The loss of skeletal muscle function is a leading cause of frailty and loss of independence in the elderly, which comes along with significant healthcare costs. Mitochondrial dysfunction plays a key pathogenic role in aging skeletal muscle, but currently there is no pharmacologic treatment to rapidly reverse mitochondrial deficits in the elderly.
David Marcinek’s lab examines the effect of aging on mitochondrial function in skeletal muscle and their surprising new discovery may lead to a new strategy for reversing age-related deficits in skeletal muscle with potential for translation into human use.
Mitochondria play an important role in maintaining healthy skeletal muscle because they are responsible for meeting the majority of the energy demand for contraction. Mitochondria also control many aspects of cell function by generating signaling molecules called reactive oxygen species (ROS). As mitochondria age they work less efficiently and generate too much (ROS), which disrupts normal function.

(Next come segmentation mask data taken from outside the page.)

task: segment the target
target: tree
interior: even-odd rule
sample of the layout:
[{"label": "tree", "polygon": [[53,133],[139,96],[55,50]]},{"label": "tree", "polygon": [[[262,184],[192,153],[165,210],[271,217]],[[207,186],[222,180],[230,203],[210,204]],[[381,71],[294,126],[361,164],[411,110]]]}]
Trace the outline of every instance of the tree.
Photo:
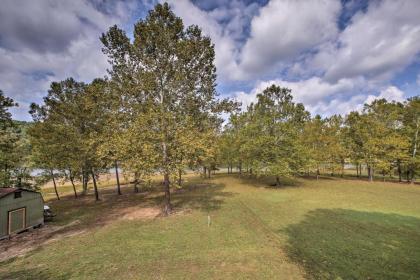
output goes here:
[{"label": "tree", "polygon": [[416,170],[420,168],[420,156],[418,153],[419,147],[419,131],[420,131],[420,97],[416,96],[410,98],[405,103],[404,108],[404,134],[409,139],[409,163],[407,176],[412,183],[415,180]]},{"label": "tree", "polygon": [[380,150],[377,154],[378,170],[392,176],[397,167],[401,181],[401,165],[409,160],[409,138],[403,133],[404,105],[399,102],[388,102],[385,99],[373,101],[365,106],[365,111],[381,127]]},{"label": "tree", "polygon": [[[99,200],[95,177],[106,167],[98,157],[101,131],[106,126],[102,118],[105,93],[104,80],[86,85],[69,78],[51,84],[42,106],[31,105],[34,162],[49,172],[55,189],[55,171],[62,175],[67,171],[71,181],[81,174],[84,193],[91,177]],[[57,190],[56,194],[58,199]]]},{"label": "tree", "polygon": [[116,26],[101,41],[112,66],[112,88],[123,101],[119,112],[126,127],[117,153],[136,174],[163,175],[169,214],[170,178],[181,162],[200,154],[196,147],[207,139],[202,137],[207,124],[229,107],[216,100],[214,46],[199,27],[184,28],[167,3],[135,24],[133,43]]},{"label": "tree", "polygon": [[309,166],[315,169],[316,178],[319,178],[320,167],[327,161],[327,148],[325,141],[325,121],[316,115],[305,123],[303,145],[310,155]]},{"label": "tree", "polygon": [[299,173],[308,160],[299,140],[308,118],[304,106],[292,101],[290,89],[267,87],[247,112],[232,119],[240,127],[238,135],[243,136],[240,163],[246,160],[257,175],[275,176],[276,185],[281,176]]},{"label": "tree", "polygon": [[32,188],[28,124],[12,120],[9,109],[15,106],[17,103],[0,90],[0,185]]},{"label": "tree", "polygon": [[371,114],[351,112],[346,118],[347,135],[353,140],[353,148],[368,169],[368,179],[373,181],[374,167],[381,153],[383,127]]},{"label": "tree", "polygon": [[348,155],[343,122],[344,120],[340,115],[333,115],[325,119],[324,128],[326,160],[329,163],[331,175],[334,175],[335,170],[341,170],[341,177],[344,176],[344,165]]}]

Researchers in Marcinek’s lab recently made the discovery that treating aged mice with a new drug, Bendavia (SS-31) (currently in clinical trials for use in people) reduced mitochondrial ROS production and improved muscle energy metabolism and skeletal muscle performance in aged mice in as little as 1 hour.
The study results, published in the October 2013 Aging Cell article, Mitochondrial-targeted peptide rapidly improves mitochondrial energetics and skeletal muscle performance in aged mice, highlight the new perspective that age-related effects on mitochondrial function are much more dynamic and malleable that previously thought. This finding is particularly exciting says Marcinek, it “is driving our research in a new direction and opens new avenues for developing short term interventions to improve quality of life in the elderly.”